Interest grew quickly, and roughly 300 people signed up as mentors in less than a day, according to Wong. She soon formed a management team of students from Harvard and MIT to organize logistics and scale the project into a more formal organization.

The biggest logistical task early on in the project was forming mentor-mentee pairings. Students who sign up for the platform fill out a detailed form that includes the subjects they need help with, their tentative career aspirations, and any special needs or disabilities. Volunteer mentors fill out a similar form.

Students on the CovEd team spend hours manually making pairings while trying to match timezones and mutual interests. Once pairings are made, it is up to the mentor and the mentee to coordinate their meetings.

The team does not run background checks on mentors due to the volume of mentors who signed up. To ward off potential risks to student safety, they require that a third party, ideally the child’s parent or guardian, be present at every tutoring session.

Currently the platform has accumulated over 1550 volunteer tutors from 60 educational institutions across the country, with over 900 students signed up to receive tutoring. More than 700 of these students have been paired with mentors.

The CovEd team itself now spans hundreds of people, including a whole outreach team dedicated to spreading the project’s message.

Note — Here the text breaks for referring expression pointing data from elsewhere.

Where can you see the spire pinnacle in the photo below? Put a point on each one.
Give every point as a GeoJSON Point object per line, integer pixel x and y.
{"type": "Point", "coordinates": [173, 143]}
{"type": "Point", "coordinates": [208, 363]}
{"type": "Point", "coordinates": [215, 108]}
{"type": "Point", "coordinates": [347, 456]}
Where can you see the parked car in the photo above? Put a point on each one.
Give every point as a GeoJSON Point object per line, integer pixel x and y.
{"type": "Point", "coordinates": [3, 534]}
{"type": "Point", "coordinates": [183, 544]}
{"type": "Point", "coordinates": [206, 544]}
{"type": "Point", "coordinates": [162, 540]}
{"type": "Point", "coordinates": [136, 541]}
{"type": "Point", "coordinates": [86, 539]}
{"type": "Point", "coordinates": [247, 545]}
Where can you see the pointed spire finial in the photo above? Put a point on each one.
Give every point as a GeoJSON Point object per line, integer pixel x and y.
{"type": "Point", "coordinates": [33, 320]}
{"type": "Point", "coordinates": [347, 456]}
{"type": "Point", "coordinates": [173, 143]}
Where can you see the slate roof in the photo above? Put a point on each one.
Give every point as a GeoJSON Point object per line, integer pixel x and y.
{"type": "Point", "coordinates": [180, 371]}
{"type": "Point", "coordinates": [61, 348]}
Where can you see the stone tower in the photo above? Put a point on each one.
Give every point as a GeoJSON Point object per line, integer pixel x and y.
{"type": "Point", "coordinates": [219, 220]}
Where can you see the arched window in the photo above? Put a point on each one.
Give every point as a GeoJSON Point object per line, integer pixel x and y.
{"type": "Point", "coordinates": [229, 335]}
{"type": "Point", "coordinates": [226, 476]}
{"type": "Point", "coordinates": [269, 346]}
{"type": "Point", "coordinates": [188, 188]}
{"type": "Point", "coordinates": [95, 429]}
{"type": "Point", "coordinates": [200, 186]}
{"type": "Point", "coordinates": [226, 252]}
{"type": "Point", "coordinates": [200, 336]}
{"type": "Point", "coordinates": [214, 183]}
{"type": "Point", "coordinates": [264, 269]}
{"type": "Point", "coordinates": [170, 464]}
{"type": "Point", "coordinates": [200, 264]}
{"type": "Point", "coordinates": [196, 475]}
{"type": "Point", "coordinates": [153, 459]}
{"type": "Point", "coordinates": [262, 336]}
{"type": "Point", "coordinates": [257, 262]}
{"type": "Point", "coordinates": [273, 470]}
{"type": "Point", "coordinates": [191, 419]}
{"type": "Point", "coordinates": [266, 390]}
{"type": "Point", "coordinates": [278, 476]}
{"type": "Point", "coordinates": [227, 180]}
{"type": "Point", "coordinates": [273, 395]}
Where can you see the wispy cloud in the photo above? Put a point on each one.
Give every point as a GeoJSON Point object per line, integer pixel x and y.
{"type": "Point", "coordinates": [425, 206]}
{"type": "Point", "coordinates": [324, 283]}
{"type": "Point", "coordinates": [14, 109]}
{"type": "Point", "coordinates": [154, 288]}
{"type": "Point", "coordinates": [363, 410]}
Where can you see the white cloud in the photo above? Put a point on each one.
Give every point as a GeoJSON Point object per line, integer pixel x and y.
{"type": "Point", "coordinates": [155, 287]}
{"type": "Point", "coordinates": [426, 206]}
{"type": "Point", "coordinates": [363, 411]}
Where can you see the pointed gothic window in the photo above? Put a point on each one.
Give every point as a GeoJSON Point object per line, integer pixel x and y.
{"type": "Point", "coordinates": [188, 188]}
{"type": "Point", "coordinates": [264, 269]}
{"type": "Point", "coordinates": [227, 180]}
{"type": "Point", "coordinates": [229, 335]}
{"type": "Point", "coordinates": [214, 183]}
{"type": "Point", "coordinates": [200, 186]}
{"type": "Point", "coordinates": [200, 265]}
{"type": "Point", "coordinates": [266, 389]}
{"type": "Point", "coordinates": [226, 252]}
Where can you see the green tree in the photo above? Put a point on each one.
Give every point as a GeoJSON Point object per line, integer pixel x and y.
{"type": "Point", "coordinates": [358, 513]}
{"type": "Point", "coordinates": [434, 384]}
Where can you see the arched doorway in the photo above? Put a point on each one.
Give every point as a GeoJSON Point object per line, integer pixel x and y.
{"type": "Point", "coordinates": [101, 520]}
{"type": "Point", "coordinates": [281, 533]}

“In areas like my hometown in North Carolina, school shutdowns have become a month-long break for students where there is no formal teaching going on,” Anne J. Lheem ’21, who co-heads the outreach team, said. “We felt like it was really important to make sure we were reaching out to those communities.”

CovEd rarely deals with money since tutors volunteer and services are provided for free. Wong said the organization has no plans to incorporate in the future. The team even turned down an offer of seed funding from an entrepreneur.

“You can’t pay someone to be willing to check in on a student periodically and even after the tutoring platform is over,” Wong said. “Part of asking for voluntary mentors is that we know if a mentor is asking to volunteer, then they want to. It’s not because they have a financial incentive.”